CD / digital, self-released, 2010
Maybe it’s just me, but the idea of an album with Dramacore in the title would immediately suggest an emo band favoured by teenagers, or someone taking the piss in a big way (Caustic, did you miss a trick here?). But no, a quick look at their website suggests a band who are deadly serious, and with lofty aims: “In 2010 [this album] will be released and industrial music shall be redefined.”
They certainly aim high, suggesting that they are “symphonic industrial music”. Which makes a change from symphonic black metal, I guess. Not that you’d detect much of either in the opening track, “Demons Of Fame”, which suggests both Stromkern and Justin Warfield in its string-sample laden, industrial hip-hop stylings. It’s pretty good, too, other than a desperately imbalanced production that overdoes the strings to the detriment of everything else.
“Dramacore” begins well, too, with bursts of drum’n’bass and sheets of guitar sounding pretty savage, but it quickly descends into yet another morass of noise where every single element in the sound sounds muddy and buried – almost as if they are fighting for space. It gets worse, too – “Pikachu Warriors” sounds like the result of a drunken bet, nonsensical lyrics occasionally audible through about ten additional elements too many: which is a shame, as there is a great track in there desperate to get out.
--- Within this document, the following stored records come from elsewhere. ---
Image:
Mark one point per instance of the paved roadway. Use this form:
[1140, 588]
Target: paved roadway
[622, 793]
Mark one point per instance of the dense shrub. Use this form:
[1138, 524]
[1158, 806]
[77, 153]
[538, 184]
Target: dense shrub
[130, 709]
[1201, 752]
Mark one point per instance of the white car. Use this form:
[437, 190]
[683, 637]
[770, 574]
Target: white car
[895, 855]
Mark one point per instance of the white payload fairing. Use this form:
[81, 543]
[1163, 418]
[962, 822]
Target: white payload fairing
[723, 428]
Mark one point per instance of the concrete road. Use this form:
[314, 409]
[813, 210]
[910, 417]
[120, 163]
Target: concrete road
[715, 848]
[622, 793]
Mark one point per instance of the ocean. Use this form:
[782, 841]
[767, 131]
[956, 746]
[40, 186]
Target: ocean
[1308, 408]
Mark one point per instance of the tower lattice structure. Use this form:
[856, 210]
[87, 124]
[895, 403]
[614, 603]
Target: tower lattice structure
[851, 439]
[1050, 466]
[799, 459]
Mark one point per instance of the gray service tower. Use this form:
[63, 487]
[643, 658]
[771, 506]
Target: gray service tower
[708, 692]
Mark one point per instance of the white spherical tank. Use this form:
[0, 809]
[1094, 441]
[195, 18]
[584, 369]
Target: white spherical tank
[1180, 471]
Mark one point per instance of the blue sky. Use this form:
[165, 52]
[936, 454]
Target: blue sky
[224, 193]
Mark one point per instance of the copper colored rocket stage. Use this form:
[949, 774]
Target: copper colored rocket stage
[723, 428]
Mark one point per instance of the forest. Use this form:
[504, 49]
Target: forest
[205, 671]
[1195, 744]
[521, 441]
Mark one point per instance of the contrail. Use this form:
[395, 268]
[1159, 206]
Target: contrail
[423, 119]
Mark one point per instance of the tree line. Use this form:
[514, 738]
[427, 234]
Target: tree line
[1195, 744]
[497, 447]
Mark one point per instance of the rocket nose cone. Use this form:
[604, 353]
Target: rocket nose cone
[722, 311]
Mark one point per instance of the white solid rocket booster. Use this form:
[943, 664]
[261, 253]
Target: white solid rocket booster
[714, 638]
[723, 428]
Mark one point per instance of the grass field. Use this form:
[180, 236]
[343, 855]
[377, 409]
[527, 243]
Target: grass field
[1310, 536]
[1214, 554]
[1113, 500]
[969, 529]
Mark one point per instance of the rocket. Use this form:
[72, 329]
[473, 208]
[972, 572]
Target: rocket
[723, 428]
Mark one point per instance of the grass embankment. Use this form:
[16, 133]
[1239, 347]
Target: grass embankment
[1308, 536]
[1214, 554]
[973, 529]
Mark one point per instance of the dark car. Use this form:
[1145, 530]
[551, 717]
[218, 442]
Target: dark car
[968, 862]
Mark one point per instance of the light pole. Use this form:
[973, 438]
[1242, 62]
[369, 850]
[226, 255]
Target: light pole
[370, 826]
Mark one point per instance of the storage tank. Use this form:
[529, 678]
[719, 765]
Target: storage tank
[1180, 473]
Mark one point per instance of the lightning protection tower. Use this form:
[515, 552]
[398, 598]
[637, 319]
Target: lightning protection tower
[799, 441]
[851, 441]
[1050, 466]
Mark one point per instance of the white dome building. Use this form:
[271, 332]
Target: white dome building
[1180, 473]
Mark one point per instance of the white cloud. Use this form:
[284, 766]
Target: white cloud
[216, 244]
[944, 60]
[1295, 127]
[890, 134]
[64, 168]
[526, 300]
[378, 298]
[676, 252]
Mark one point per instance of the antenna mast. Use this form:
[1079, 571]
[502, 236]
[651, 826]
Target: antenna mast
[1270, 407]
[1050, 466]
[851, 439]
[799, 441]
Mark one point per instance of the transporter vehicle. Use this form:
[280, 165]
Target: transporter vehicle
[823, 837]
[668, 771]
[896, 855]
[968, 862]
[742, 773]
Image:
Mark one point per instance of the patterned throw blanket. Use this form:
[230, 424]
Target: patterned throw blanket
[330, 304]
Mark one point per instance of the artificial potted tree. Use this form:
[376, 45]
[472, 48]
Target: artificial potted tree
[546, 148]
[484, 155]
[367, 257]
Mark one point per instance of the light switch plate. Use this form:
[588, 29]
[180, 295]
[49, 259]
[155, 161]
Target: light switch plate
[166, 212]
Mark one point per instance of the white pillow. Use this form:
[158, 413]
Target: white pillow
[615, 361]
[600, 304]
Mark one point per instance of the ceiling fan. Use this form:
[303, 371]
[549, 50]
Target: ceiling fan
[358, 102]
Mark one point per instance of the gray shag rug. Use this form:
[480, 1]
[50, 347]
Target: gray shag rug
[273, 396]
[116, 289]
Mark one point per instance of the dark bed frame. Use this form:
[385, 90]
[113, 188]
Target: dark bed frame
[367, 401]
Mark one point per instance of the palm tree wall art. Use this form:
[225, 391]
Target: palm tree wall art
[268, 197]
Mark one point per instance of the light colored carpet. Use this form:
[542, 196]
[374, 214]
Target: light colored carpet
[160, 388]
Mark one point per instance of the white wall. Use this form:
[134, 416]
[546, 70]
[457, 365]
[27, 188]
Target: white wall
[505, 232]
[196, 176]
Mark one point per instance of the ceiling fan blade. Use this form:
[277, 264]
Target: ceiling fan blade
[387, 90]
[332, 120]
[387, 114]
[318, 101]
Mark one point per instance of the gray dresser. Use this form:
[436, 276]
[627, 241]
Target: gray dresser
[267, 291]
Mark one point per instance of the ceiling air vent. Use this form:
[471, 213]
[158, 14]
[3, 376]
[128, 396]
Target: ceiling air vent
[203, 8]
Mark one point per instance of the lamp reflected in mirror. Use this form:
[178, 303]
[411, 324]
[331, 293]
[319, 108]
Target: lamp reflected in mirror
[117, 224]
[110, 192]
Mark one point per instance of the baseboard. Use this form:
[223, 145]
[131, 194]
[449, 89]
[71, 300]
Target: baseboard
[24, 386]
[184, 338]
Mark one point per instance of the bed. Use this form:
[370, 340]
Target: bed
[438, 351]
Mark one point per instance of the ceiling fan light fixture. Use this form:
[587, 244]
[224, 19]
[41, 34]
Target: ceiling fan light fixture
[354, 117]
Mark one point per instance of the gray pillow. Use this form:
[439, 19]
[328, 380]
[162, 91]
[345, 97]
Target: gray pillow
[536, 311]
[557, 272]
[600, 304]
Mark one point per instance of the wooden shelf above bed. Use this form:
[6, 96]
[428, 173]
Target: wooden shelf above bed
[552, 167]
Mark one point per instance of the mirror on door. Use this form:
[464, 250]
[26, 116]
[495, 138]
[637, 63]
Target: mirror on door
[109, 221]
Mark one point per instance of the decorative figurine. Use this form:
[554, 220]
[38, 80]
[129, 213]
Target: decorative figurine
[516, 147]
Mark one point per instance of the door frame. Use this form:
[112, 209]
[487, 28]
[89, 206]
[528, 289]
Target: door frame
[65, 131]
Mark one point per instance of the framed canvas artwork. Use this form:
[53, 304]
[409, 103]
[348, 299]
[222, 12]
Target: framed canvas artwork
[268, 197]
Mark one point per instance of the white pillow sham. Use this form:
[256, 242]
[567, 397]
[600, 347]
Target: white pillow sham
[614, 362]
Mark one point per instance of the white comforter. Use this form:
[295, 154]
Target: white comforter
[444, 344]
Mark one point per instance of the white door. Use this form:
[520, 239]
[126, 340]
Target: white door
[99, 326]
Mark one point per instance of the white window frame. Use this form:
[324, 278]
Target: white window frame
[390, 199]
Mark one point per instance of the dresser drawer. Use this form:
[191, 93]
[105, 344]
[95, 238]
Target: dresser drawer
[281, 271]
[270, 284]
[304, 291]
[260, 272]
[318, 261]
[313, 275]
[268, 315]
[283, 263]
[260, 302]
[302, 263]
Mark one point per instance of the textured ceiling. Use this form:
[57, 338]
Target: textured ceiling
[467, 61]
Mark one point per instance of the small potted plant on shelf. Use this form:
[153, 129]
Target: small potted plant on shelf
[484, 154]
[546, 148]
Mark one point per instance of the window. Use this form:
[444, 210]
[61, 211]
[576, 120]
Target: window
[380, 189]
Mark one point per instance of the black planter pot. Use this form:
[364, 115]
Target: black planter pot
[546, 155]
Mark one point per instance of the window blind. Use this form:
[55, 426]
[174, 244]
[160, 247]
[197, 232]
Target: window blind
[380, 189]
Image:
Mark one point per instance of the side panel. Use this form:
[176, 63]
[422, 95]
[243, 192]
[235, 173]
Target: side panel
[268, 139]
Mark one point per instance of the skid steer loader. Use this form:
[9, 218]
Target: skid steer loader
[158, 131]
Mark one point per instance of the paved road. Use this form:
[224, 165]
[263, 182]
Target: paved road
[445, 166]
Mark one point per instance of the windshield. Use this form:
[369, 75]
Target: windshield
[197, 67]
It’s a recurring theme through this infuriating album, actually. At no point did *anyone* involved realise that there is far too much going on in just about every single song – and at sixty-six minutes for twelve songs, it’s something of an endurance test as it is – especially with production this poor. I say “production”, as it’s so poor and amateurish to suggest that it’s little more than on passing terms with the word. And this is something particularly galling when they suggest that they are taking the place of “Manson [and] Trent” in “Dramacore”, two artists that, for all their faults, always have ended up with impeccably produced albums.
In fact, this lack of a production is such a barrier to enjoyment of the album – I’m sure that there are at least four or five more great songs here if only someone had just said “stop” at the right point in the recording process – that sadly it’s all-but impossible to listen to the whole album in one sitting. Or if you can, you have a damned sight more patience and tolerance than I have. I’d be intrigued, actually, to see what would happen with some outside remixers getting hold of tracks from it – maybe someone from the outside might be able to help bring out the listenable core to the forefront, and prove that some of this was a good idea, as I’m convinced some of it really is.
Other tracks worth highlighting – “Conveniently Confused” is the one to ensure you avoid, as the song itself is buried so deep in the mix behind a ridiculously bright and prominent orchestral sample that it’s not even worth trying to dig out the godawful ballad that it is; “Enemy” has an awesome gunfire-like drum rhythm at points, but otherwise seems to be trying to be four different songs in less than five minutes; while “Nothing” goes full tilt towards Black Metal, but appears to have forgotten most of the guitars along the way.
Lofty aims, certainly. Just a shame that it falls flat on its arse attempting to reach greater heights.